Given $\frac{\sigma_0}{\epsilon_0} = \frac{9 \times 10^{-6}}{9 \times 10^{-12}} = 10^6 V/m$ and $d = 10^{-6} m$. (A) Config I: $\sigma$ values are $+\sigma_0, -\sigma_0, +\sigma_0, -\sigma_0, +\sigma_0, -\sigma_0$. In region 4 (between sheets 4 and 5), $\sum \sigma_{left} = \sigma_0 - \sigma_0 + \sigma_0 - \sigma_0 = 0$ and $\sum \sigma_{right} = \sigma_0 - \sigma_0 = 0$. So $E_4 = 0$. (A is correct).

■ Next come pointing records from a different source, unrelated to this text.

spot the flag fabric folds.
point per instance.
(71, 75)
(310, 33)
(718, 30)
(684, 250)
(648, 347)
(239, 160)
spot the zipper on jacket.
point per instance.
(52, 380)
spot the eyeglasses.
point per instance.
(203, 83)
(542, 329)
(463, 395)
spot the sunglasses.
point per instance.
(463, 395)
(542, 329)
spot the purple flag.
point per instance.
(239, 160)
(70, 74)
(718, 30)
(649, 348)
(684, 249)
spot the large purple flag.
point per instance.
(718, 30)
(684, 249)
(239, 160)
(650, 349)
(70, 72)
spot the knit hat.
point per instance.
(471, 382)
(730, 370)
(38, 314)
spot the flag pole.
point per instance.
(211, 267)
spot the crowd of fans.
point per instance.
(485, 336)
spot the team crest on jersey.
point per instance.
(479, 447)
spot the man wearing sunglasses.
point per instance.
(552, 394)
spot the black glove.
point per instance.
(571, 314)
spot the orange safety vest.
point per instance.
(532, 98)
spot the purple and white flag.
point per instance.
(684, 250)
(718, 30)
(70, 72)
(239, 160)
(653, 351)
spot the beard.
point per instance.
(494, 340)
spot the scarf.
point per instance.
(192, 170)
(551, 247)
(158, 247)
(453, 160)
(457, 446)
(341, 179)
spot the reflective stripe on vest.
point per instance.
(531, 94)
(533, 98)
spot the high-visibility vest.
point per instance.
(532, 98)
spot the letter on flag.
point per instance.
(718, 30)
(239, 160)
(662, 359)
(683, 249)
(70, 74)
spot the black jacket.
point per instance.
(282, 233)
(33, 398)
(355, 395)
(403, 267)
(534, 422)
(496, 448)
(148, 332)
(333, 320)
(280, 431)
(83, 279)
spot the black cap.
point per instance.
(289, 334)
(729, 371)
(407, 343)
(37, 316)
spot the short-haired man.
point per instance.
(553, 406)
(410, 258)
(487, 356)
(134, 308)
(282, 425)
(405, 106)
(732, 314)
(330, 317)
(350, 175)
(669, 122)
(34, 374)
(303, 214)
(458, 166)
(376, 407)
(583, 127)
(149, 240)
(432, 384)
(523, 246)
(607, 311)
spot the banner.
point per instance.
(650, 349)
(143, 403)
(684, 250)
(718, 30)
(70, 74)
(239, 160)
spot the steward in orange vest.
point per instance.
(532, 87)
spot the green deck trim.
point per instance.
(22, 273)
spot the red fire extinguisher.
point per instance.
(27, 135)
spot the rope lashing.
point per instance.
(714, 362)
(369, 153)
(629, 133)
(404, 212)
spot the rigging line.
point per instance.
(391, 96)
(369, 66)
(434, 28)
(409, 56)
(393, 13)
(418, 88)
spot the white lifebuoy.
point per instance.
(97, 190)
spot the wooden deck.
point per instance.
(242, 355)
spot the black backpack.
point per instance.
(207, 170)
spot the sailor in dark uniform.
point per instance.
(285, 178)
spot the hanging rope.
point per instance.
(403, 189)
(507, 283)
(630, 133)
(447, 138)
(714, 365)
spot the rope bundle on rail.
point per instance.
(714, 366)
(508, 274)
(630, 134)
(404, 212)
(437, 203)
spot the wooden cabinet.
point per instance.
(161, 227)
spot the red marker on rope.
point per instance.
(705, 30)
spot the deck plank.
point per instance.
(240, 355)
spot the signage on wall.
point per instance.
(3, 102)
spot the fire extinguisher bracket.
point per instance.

(B) Config II: $\sigma$ values are $+\frac{\sigma_0}{2}, -\sigma_0, +\sigma_0, -\sigma_0, +\sigma_0, -\frac{\sigma_0}{2}$. In region 3, $\sum \sigma_{left} = \frac{\sigma_0}{2}$ and $\sum \sigma_{right} = -\frac{\sigma_0}{2}$. $E_3 = \frac{1}{2\epsilon_0}(\frac{\sigma_0}{2} - (-\frac{\sigma_0}{2})) = \frac{\sigma_0}{2\epsilon_0}$. Statement B says $\frac{\sigma_0}{\epsilon_0}$, so B is incorrect.

(C) In Config I, fields in regions 1, 3, 5 are $\frac{\sigma_0}{\epsilon_0}$ and in regions 2, 4 are $0$. $\Delta V = 3 \times \frac{\sigma_0}{\epsilon_0} \times d = 3 \times 10^6 \times 10^{-6} = 3 V$. (C is incorrect).

(D) In Config II, fields in regions 1, 3, 5 are $\frac{\sigma_0}{2\epsilon_0}$ and in regions 2, 4 are $-\frac{\sigma_0}{2\epsilon_0}$.

Total $\Delta V = (\frac{\sigma_0}{2\epsilon_0} - \frac{\sigma_0}{2\epsilon_0} + \frac{\sigma_0}{2\epsilon_0} - \frac{\sigma_0}{2\epsilon_0} + \frac{\sigma_0}{2\epsilon_0})d = \frac{\sigma_0}{2\epsilon_0}d = 0.5 V$. (D is incorrect).